The conclusions of this study are clinically important for several reasons. First, in the setting of mammography, identifying novel predictors of breast cancer is important as the positive predictive value (PPV) of biopsy remains quite low (10–35%). By identifying additional features that aid in the diagnosis of cancer, we may be able to improve the PPV of biopsy. Second, our research shows the importance of clinical structured reporting and the collection of structured data. These data can be mined for the purpose of knowledge discovery and used for validation of discovered hypotheses. Finally, our study shows that we can take advantage of the computer's ability to survey large amounts of data to generate hypotheses, as well as the human's expertise in evaluating those hypotheses.

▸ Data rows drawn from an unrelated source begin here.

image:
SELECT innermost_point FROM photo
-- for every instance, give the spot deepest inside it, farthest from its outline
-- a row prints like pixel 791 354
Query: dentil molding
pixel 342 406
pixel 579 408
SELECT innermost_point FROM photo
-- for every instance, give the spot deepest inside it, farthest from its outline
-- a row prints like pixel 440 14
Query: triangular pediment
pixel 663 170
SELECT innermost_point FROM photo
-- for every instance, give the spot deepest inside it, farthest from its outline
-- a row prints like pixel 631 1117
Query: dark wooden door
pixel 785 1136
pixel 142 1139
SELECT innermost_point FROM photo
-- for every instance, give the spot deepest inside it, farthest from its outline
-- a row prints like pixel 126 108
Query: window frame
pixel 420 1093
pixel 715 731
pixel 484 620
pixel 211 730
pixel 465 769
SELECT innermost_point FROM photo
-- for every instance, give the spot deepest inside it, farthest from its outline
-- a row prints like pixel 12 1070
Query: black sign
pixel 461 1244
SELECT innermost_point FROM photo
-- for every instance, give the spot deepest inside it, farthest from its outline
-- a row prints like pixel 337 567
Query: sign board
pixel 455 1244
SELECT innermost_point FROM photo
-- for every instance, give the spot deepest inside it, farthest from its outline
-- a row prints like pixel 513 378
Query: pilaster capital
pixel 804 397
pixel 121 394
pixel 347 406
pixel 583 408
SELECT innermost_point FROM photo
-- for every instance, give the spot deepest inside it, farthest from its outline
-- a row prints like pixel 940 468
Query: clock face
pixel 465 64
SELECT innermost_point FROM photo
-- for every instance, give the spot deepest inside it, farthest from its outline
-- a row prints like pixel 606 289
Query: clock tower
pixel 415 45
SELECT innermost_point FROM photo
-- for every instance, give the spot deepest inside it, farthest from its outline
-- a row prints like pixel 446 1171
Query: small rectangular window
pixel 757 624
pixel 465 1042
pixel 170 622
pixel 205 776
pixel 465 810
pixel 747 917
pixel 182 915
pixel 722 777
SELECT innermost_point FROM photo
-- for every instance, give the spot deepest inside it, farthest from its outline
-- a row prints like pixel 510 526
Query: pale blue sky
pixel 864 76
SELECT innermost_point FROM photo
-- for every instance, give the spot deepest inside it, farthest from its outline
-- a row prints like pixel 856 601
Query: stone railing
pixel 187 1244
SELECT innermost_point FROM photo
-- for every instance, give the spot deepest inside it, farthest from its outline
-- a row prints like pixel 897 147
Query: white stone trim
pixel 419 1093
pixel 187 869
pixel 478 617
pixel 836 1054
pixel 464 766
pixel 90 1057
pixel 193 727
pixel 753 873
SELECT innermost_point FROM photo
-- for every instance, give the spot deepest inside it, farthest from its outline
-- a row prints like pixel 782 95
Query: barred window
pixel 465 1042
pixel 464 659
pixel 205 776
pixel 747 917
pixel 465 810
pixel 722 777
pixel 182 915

There were limitations to our study. First, although the datasets used in our study were from different institutions, they were collected in the same geographic region, thus making these datasets possibly more homogeneous than datasets from distinct geographic regions. Second, our method relies on the input of a radiologist to determine the importance of generated rules. In the future, we may be able to further automate the rule selection process using metrics, which would promote efficient rule selection. In this way, techniques such as ILP may help identify future research areas. For example, mammography data that include biopsy results could help determine the pathophysiologic factors that link high mass density with malignancy, which may lead to improvements in diagnosis and treatment. Still, we believe the results of this study are valid, and important conclusions can be drawn from this line of research.

Conclusion

The results of our study show that ILP with validation can be reliably used to help identify novel hypotheses in the large amounts of biomedical data available within the imaging enterprise. This kind of research is important to the future of imaging research, particularly in breast imaging, where the amount of available data becomes increasingly vast with the accelerating use of both ultrasound and magnetic resonance imaging. By using data mining techniques combined with targeted studies to validate hypotheses, we may improve the efficiency of discovering valuable medical knowledge.